Die genietete, mit zwei Stützrädern versehene Stahlbrücke ruht auf einem Mittelpfeiler aus Sandstein und hat als Besonderheit zwei unterschiedlich lange Arme aufzuweisen. Während der Nordarm einen Radius von nur 17,7 m misst, hat der Südarm eine Länge von 18,04 m. Die Breite der Brücke beträgt 8,90 m.
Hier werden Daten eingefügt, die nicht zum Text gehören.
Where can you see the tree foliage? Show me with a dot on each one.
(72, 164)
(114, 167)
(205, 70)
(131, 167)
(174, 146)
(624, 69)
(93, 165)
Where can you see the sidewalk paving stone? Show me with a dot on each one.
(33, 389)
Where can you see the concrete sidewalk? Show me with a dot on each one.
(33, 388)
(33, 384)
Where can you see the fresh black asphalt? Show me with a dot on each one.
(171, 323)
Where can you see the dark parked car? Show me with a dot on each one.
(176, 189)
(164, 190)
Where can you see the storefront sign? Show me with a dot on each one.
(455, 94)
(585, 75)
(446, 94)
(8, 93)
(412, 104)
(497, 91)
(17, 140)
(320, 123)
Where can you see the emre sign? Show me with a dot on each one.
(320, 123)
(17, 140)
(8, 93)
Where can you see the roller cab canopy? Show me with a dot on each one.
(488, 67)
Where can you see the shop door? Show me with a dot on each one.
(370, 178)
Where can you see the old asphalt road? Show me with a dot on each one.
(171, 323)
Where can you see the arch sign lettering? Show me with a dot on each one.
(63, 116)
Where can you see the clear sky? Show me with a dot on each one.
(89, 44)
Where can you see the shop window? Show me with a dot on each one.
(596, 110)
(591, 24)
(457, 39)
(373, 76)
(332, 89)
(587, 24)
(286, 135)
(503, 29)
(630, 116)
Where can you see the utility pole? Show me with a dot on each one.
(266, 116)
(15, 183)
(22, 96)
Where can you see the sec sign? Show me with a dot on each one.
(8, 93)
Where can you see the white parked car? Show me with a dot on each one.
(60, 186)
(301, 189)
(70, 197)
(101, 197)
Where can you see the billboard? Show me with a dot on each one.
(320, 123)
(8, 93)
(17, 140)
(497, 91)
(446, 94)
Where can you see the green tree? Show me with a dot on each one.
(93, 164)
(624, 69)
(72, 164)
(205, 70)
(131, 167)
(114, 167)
Wie zu jener Zeit üblich, führte man auch diese Brücke beweglich aus, um den zu jener Zeit noch wesentlich intensiveren Binnenschiffsverkehr, besonders für die hier eintreffenden, für den Wochenmarkt mit Obst- und Gemüse beladenen Schiffe, nicht zu sehr zu behindern. 

Der Eisenbahnverkehr über die Ericusbrücke

Nach Aufnahme des Eisenbahnbetriebes am Hannoverschen Bahnhof wurden auf der bisher für den Güterverkehr vorhandenen Strecke auch Personenzüge überführt, die über die Verbindungsbahn von Schleswig-Holstein und Altona am Klosterthor-Bahnhof eingetroffen waren.

ericusbruecke7Überführung eines Personenzuges durch die Bahnhof-Strasse vom Klosterthor-Bahnhof zum Hannoverschen Bahnhof.

Nach einem kurzen Halt ging die Fahrt von dort in Schrittgeschwindigkeit und in Begleitung eines vorauslaufenden, eine Flagge schwenkenden Eisenbahners durch die Bahnhof-Straße zum Oberhafen, über den Oberhafen hinweg zum Brooktor und von dort abzweigend über die Ericusbrücke und über den Bahnhofsvorplatz hinweg durch das Portal in den Hannoverschen Bahnhof. Von Harburg ankommende und nach Norden weiterfahrende Züge mussten ebenfalls über dieses Gleis in gleicher Weise überführt werden. Die Ericusbrücke, und dass ist das Besondere, nahm zu jener Zeit den gesamten Schienen-Personenverkehr auf, der aus Richtung Harburg über den Hannoverschen und den Klosterthor-Bahnhof nach Altona und Schleswig-Holstein und zurück führte. Der aus Schleswig-Holstein, Altona und aus Richtung Lübeck und Berlin nach Süden und zurück laufende Güterverkehr wurde zwar auch noch durch die Bahnhof-Straße begleitet, von dort aber alsbald aber über die Gleisverbindungen Brooktorkai, am Brooktor und dann in einem großen Halbkreis über die den Magdeburger Hafen querende Baakenbrücke dem Güterbahnhof südlich des Hannoverschen Bahnhofs zugeführt, von wo die weitere Zugbildung Richtung Süden erfolgte. Der Personenverkehr über die Ericusbrücke wurde jedoch noch für einige Jahrzehnte beibehalten, wobei täglich 10 − 15 Zugpaare durch die Straßen und über die Brücke geführt wurden. 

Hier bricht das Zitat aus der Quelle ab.